I'm currently reading through Convex Analysis and Beyond by Mordukhovich and Nam where the following preposition and proof are given (note that the authors define TVSs to be $T_0$).
Proposition 1.92 Let $X$ be a topological vector space $X$. Then $X$ is regular/$T_3$ while being, in particular, a Hausdorff topological space.

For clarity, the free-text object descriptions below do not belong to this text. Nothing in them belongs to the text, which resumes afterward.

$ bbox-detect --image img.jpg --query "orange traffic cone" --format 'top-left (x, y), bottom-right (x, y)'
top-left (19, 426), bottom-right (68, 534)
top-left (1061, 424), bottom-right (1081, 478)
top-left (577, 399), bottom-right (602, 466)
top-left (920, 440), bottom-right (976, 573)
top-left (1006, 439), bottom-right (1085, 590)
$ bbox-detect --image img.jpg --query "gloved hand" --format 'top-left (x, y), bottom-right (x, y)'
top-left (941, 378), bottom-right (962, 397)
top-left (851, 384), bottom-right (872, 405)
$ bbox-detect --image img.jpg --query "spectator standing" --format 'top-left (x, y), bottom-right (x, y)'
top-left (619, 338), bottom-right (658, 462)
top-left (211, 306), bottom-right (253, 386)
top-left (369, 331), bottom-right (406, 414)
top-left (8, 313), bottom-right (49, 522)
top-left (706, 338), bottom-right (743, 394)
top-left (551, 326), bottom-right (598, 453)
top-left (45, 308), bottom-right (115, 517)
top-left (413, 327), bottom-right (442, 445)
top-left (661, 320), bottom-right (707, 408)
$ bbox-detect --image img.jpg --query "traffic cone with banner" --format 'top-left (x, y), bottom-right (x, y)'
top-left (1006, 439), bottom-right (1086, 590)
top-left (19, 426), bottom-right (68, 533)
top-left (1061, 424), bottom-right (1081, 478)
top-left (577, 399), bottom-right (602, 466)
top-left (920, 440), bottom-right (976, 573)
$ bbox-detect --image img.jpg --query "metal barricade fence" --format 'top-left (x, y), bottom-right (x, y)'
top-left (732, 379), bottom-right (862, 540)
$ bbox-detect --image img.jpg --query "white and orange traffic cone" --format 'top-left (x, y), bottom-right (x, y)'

Proof. It suffices to show that for any closed set $F ⊂ X$ and $x ∉ F$, there exists an open neighborhood $V$ of the origin such that $(x + V) ∩ (F + V) = ∅$. Since $x ∈ F^c$ for the open complement $F^c$, we find a balanced open neighborhood $U$ of the origin with $x + U ⊂ F^c$. Then there exists a balanced open neighborhood $V$ of the origin such that $x + V + V ⊂ F^c$. It easily follows from the symmetry of $U$ that $(x + V) ∩ (F + V) = ∅$, which therefore verifies the statements of the proposition.
I'm having a hard time wrapping my head around the part in bold. What does the syymmetry of $U$ have to do with the two sums being disjoint?
Suppose $z \in (x+V)\cap (F+V)$. Then, $z=x+v=f+v'$ with $v,v' \in V, f \in F$. Now, $-v'\in V$, so $f=x+v+(-v')\in x+V+V \subset F^{c}$, a contradiction.